Tatsuhiko Miyagawa > PSGI > PSGI::FAQ

Download:
PSGI-1.102.tar.gz

Annotate this POD

CPAN RT

Open  0
View/Report Bugs
Source  

NAME ^

PSGI::FAQ - Frequently Asked Questions and answers

QUESTIONS ^

General

How do you pronounce PSGI?

We read it simply P-S-G-I.

So what is this?

PSGI is an interface between web servers and perl-based web applications akin to what CGI does for web servers and CGI scripts.

Why do we need this?

Perl has CGI as a core module that somewhat abstracts the difference between CGI, mod_perl and FastCGI. However, most web application framework developers (e.g. Catalyst and Jifty) usually avoid using it to maximize the performance and to access low-level APIs. So they end up writing adapters for all of those different environments, some of which may be well tested while others are not.

PSGI allows web application framework developers to only write an adapter for PSGI. End users can choose from among all the backends that support the PSGI interface.

You said PSGI is similar to CGI. How is the PSGI interface different from CGI?

The PSGI interface is intentionally designed to be very similar to CGI so that supporting PSGI in addition to CGI would be extremely easy. Here's a highlight of the key differences between CGI and PSGI:

My framework already does CGI, FCGI and mod_perl. Why do I want to support PSGI?

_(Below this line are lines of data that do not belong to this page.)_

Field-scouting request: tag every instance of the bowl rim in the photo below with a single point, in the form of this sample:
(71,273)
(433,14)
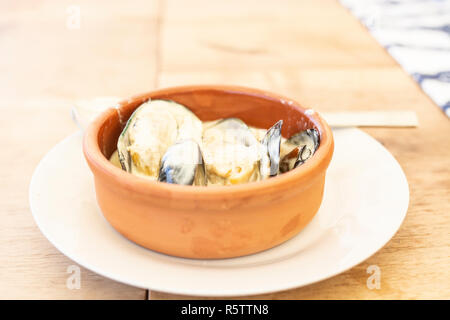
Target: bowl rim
(308,171)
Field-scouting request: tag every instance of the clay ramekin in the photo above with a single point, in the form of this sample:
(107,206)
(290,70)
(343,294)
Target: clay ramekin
(216,221)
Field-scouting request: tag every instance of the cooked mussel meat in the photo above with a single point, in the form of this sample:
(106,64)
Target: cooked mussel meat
(183,164)
(231,152)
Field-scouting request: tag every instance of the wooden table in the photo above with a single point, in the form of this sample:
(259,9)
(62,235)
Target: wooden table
(313,51)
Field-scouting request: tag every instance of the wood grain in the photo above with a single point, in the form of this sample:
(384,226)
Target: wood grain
(313,51)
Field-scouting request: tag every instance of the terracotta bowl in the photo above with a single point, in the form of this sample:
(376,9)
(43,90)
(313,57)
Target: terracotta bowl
(215,221)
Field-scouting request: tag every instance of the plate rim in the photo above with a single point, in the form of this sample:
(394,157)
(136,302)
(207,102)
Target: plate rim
(296,282)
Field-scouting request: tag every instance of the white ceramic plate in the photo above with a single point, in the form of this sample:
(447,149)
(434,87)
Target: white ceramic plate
(366,199)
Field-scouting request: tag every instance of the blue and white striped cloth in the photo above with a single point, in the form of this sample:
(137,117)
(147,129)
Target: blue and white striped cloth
(417,34)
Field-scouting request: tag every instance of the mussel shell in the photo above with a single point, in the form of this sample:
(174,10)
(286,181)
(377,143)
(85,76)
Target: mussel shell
(270,158)
(123,142)
(183,164)
(187,126)
(305,145)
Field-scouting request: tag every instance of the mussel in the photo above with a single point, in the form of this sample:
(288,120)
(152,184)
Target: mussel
(183,164)
(270,155)
(299,148)
(151,129)
(231,152)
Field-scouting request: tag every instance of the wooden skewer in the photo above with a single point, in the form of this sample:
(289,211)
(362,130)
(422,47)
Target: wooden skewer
(371,119)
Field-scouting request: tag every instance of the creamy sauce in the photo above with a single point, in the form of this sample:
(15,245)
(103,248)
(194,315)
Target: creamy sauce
(158,126)
(227,162)
(232,151)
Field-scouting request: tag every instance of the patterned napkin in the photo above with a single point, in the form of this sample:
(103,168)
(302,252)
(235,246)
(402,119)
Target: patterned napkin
(417,34)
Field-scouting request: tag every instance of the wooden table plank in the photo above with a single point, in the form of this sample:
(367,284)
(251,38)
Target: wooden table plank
(320,55)
(45,67)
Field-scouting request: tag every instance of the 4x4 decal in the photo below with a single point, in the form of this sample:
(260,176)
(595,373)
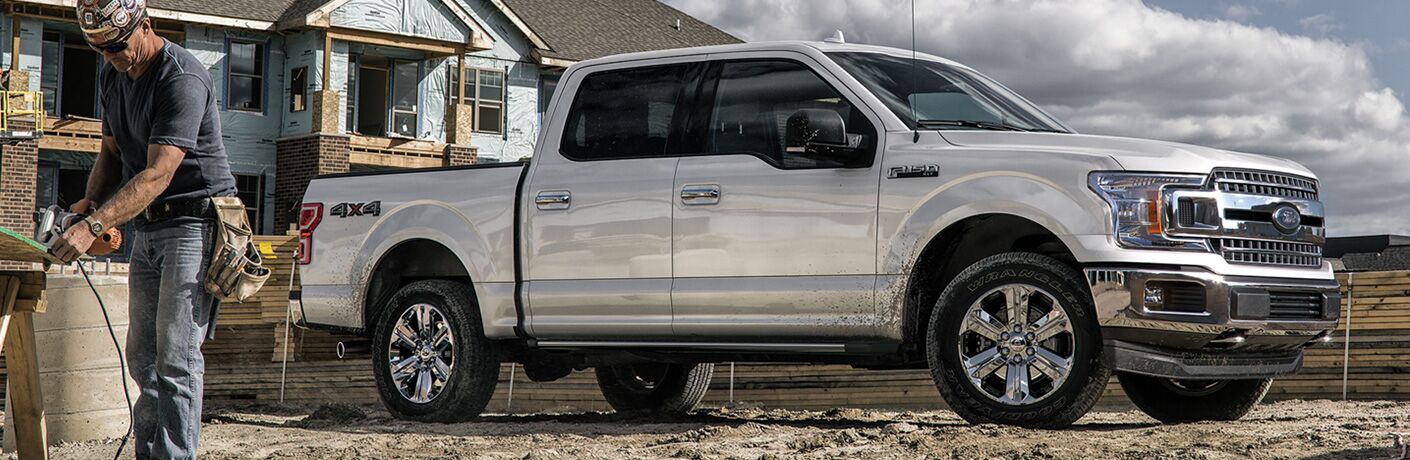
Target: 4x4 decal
(357,209)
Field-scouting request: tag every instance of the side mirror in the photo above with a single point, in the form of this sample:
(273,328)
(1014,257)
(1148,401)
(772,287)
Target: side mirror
(814,127)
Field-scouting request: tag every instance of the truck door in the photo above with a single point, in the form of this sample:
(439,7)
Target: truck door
(773,240)
(597,230)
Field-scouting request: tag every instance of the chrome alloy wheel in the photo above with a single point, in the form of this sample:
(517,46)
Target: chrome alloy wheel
(422,353)
(1017,345)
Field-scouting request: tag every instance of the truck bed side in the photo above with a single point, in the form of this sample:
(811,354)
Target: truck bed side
(461,215)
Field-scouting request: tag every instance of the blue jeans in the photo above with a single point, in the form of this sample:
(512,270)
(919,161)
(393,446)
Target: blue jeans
(169,313)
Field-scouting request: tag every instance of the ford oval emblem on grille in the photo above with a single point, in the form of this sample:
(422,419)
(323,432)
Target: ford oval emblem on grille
(1286,218)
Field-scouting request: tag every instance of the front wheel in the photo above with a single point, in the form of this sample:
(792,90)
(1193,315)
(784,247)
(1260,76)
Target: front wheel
(1182,401)
(430,357)
(1014,340)
(657,388)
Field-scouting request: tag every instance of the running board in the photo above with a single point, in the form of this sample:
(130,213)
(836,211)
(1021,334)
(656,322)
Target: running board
(697,346)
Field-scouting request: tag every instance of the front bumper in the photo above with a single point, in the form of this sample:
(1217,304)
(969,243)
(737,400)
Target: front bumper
(1209,325)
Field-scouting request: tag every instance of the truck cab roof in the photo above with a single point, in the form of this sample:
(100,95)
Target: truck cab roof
(807,47)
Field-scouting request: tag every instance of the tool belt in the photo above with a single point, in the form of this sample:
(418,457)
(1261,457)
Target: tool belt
(236,268)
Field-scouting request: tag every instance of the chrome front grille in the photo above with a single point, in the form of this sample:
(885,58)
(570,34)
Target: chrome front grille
(1271,253)
(1269,184)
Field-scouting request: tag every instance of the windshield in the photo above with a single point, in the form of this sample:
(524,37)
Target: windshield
(928,93)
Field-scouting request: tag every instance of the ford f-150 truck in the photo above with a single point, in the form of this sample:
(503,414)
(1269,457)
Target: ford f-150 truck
(821,202)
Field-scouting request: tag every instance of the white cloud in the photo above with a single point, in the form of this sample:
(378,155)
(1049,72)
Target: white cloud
(1320,24)
(1241,11)
(1118,67)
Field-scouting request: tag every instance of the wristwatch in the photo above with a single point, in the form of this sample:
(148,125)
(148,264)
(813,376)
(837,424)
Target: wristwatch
(95,226)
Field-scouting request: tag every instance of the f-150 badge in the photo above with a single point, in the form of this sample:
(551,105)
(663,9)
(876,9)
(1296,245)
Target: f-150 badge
(357,209)
(914,171)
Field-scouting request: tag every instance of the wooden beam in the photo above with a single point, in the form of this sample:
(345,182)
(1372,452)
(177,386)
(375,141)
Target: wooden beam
(394,161)
(76,144)
(327,61)
(24,392)
(14,45)
(23,368)
(413,147)
(433,47)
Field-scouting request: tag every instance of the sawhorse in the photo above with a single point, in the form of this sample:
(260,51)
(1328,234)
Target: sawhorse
(21,295)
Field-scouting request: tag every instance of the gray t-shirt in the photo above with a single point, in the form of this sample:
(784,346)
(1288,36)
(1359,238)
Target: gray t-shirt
(172,103)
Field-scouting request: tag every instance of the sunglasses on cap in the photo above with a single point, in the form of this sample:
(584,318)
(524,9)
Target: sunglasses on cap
(116,45)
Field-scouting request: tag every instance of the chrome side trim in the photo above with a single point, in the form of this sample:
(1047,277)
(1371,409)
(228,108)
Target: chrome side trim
(698,346)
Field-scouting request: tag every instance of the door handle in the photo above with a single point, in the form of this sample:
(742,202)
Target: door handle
(553,199)
(700,195)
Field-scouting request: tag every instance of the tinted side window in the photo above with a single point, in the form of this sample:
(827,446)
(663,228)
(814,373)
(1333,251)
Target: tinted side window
(623,113)
(753,102)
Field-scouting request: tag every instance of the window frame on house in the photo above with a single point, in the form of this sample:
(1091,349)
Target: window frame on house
(464,95)
(254,205)
(262,69)
(299,93)
(392,67)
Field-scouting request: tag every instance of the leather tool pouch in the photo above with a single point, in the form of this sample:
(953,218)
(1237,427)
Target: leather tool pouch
(236,268)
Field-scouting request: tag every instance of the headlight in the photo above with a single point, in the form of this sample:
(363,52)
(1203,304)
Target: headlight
(1141,210)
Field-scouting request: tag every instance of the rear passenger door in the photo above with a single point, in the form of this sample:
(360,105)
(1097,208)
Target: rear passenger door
(598,223)
(771,243)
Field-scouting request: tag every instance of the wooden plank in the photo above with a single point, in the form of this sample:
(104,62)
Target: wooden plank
(23,380)
(20,249)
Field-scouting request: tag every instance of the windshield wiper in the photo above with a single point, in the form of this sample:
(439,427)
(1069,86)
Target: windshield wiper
(970,124)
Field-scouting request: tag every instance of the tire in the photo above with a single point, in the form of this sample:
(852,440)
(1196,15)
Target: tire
(468,357)
(1175,401)
(656,388)
(1069,335)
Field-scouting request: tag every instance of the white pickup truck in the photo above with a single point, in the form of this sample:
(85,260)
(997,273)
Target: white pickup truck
(819,202)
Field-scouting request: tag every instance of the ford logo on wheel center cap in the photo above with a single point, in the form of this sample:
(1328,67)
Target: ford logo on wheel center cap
(1286,218)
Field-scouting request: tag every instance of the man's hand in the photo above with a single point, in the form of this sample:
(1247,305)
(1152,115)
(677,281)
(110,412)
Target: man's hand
(74,243)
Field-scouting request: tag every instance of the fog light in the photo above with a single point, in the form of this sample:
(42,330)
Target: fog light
(1155,297)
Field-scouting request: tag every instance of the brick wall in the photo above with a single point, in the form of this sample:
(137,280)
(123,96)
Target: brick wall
(298,161)
(19,174)
(458,155)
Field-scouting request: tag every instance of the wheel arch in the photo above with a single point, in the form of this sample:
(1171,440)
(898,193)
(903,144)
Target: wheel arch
(958,247)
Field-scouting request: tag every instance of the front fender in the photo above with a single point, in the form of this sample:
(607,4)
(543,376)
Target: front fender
(1065,209)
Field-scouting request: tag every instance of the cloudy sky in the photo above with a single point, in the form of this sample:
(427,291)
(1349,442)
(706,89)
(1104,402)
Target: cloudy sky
(1320,82)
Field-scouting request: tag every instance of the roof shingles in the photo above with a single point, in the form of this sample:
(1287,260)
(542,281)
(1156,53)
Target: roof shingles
(575,30)
(580,30)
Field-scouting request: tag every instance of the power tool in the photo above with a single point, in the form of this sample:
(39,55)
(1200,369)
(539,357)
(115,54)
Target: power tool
(52,222)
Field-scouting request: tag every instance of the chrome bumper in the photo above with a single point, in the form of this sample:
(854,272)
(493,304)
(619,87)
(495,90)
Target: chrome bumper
(1233,305)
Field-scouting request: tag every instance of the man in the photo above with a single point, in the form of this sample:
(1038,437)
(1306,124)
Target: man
(160,164)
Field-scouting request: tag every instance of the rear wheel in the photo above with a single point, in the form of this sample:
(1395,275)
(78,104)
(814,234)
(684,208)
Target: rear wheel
(430,357)
(654,387)
(1014,340)
(1180,401)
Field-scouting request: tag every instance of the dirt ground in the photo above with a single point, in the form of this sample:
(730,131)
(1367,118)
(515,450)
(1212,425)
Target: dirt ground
(1290,429)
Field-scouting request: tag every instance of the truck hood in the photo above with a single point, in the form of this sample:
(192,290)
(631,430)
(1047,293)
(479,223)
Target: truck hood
(1134,154)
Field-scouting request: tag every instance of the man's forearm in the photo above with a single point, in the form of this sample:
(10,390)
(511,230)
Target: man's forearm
(133,198)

There are many benefits for the web application framework to support PSGI.

I'm writing a web application. What's the benefit of PSGI for me?

If the framework you're using supports PSGI, that means your application can run on any of existing and future PSGI implementations. You can provide a .psgi file that returns PSGI application, the end users of your application should be able to configure and run your application in a bunch of different ways.

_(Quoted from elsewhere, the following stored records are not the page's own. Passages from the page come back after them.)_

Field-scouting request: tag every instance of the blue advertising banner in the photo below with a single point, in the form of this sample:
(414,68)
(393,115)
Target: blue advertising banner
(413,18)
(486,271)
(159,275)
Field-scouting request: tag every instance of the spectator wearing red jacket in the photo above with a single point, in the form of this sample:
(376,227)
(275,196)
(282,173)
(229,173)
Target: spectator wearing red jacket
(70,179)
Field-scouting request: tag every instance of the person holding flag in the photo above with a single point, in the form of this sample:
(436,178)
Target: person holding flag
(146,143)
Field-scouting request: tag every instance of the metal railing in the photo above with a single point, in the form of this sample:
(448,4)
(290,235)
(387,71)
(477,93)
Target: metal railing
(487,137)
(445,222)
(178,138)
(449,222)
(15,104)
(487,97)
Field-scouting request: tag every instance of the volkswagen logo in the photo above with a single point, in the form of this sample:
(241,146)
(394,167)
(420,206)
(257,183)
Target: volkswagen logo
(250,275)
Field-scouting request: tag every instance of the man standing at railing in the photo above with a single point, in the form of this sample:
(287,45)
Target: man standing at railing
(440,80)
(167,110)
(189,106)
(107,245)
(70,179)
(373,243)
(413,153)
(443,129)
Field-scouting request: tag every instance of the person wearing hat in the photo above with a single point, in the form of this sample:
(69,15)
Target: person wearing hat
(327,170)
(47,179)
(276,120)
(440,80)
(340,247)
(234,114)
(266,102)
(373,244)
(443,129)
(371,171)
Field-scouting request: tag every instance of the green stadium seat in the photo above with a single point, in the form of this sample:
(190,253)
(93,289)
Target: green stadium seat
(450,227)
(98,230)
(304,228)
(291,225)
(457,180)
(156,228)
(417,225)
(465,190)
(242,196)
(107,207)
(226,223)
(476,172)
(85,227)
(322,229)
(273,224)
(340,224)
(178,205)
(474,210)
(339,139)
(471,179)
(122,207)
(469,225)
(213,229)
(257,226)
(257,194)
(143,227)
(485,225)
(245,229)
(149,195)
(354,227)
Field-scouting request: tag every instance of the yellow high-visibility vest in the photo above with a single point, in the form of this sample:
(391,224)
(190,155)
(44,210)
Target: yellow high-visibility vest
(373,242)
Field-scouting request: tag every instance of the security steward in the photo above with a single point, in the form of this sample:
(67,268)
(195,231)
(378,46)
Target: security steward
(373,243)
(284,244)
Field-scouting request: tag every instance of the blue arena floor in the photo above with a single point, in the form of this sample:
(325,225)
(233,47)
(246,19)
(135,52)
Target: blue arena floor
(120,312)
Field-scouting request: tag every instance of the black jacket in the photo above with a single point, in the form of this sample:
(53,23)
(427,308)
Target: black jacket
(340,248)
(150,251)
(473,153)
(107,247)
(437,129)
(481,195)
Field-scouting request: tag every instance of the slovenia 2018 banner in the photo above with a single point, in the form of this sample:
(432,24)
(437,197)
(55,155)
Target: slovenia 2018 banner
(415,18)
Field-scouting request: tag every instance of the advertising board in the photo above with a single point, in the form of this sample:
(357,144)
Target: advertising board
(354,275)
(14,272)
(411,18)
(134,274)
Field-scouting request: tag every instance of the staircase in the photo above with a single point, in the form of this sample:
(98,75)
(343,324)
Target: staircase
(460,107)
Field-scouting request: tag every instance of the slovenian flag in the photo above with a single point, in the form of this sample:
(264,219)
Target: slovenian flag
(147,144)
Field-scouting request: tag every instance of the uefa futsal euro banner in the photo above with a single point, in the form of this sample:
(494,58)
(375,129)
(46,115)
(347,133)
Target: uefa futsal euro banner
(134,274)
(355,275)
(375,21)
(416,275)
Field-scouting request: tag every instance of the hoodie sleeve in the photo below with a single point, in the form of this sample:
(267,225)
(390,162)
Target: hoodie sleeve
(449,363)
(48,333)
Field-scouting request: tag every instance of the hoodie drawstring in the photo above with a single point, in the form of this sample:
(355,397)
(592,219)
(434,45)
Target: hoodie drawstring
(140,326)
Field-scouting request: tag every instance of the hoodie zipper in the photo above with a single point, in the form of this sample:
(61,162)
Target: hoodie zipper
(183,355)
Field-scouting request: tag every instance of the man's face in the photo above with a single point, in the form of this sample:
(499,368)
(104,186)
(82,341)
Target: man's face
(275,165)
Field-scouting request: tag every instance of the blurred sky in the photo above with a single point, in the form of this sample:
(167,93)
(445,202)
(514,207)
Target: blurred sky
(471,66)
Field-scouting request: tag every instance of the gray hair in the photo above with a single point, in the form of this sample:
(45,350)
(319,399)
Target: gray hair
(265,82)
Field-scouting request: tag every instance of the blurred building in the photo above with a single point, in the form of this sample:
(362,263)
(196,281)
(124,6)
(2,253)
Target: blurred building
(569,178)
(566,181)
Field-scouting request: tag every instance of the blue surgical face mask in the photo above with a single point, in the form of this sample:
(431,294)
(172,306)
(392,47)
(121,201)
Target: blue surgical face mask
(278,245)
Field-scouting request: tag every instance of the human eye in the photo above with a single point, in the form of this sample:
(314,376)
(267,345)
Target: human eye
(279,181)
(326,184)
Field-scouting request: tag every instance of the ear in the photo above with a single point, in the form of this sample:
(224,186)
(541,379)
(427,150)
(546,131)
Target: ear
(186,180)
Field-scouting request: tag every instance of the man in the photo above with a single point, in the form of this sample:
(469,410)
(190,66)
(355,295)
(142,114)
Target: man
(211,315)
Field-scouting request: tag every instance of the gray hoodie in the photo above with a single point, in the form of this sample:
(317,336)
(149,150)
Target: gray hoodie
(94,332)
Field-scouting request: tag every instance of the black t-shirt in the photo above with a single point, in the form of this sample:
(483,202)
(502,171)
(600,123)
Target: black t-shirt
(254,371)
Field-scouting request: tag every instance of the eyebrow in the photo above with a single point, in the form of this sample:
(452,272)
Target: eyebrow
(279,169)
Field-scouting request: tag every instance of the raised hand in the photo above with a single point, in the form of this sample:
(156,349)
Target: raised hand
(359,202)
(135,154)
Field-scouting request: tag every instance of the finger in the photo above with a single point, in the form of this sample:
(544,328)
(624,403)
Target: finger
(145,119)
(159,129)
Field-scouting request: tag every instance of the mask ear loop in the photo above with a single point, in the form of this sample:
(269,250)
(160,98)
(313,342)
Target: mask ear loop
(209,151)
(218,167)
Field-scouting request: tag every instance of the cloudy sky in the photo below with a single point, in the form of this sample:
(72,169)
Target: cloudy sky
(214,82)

But I'm writing a web application in CGI and it works well. Should I switch to PSGI?

If you're writing a web application with a plain CGI.pm and without using any web frameworks, you're limiting your application in the plain CGI environments, along with mod_perl and FastCGI with some tweaks. If you're the only one developer and user of your application then that's probably fine.

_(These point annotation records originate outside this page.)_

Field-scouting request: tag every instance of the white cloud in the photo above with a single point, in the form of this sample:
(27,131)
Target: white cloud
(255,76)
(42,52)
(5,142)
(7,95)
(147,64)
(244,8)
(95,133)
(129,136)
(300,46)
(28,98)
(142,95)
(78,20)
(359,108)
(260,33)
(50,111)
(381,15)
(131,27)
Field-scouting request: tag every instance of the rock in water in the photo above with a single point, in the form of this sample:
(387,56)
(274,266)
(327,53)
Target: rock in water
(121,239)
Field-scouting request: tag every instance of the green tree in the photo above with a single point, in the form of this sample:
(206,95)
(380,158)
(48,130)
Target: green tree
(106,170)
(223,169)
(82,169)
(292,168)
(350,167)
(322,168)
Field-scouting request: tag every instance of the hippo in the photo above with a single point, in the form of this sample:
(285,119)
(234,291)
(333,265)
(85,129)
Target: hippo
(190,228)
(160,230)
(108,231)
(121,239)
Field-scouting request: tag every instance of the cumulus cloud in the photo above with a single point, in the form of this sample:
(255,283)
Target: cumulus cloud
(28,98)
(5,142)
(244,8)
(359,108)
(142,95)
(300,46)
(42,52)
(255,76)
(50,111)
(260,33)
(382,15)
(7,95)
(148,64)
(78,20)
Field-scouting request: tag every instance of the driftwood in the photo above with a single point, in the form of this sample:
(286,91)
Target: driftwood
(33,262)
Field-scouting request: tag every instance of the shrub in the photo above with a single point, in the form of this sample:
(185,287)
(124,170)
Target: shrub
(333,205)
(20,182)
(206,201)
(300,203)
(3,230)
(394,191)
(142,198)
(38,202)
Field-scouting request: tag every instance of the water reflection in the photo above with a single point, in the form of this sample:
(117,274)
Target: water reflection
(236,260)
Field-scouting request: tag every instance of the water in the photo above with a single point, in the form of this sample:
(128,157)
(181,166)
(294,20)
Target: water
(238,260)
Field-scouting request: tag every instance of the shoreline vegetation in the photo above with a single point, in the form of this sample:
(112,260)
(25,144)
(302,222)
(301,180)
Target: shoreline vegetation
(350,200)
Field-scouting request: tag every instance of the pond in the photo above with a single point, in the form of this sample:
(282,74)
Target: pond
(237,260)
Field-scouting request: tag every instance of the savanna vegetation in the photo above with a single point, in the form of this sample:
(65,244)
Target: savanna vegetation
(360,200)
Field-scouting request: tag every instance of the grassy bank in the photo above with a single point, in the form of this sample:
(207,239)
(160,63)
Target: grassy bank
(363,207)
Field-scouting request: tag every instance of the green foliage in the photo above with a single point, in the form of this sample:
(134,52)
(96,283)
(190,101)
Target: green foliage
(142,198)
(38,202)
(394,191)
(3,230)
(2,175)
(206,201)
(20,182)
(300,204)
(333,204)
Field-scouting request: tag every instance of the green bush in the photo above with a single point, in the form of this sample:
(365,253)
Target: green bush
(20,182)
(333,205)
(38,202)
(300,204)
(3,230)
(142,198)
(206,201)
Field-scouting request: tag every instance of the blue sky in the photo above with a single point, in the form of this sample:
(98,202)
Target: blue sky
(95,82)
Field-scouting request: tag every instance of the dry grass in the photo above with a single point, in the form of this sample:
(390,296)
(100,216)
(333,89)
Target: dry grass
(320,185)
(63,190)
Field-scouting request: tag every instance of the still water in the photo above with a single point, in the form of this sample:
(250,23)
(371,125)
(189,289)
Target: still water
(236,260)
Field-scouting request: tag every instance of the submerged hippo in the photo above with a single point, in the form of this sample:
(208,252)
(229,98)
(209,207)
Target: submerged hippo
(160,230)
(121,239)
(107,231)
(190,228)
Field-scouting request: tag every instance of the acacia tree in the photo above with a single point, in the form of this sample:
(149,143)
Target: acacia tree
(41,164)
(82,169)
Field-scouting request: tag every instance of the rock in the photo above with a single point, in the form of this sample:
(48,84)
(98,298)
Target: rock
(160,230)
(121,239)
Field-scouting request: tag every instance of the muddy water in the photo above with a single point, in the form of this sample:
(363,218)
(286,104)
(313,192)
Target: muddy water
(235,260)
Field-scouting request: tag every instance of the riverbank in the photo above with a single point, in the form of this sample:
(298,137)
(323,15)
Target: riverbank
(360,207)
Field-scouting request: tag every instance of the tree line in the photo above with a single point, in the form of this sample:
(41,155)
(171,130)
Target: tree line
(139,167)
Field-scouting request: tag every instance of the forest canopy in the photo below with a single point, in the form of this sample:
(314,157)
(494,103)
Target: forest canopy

One day you want to deploy your application in a shared hosting environment for your clients, or run your server in the standalone mode rather than as a CGI script, or distribute your application as open source software. Limiting your application in the CGI environment by using CGI.pm will bite you then.

You can start using one of PSGI compatible frameworks (either full-stack ones or micro ones), or use Plack::Request if you are anti frameworks, to make your application PSGI aware, to be more future proof.

Even if you ignore PSGI today and write applications in plain CGI, you can always later switch to PSGI with the CGI::PSGI wrapper.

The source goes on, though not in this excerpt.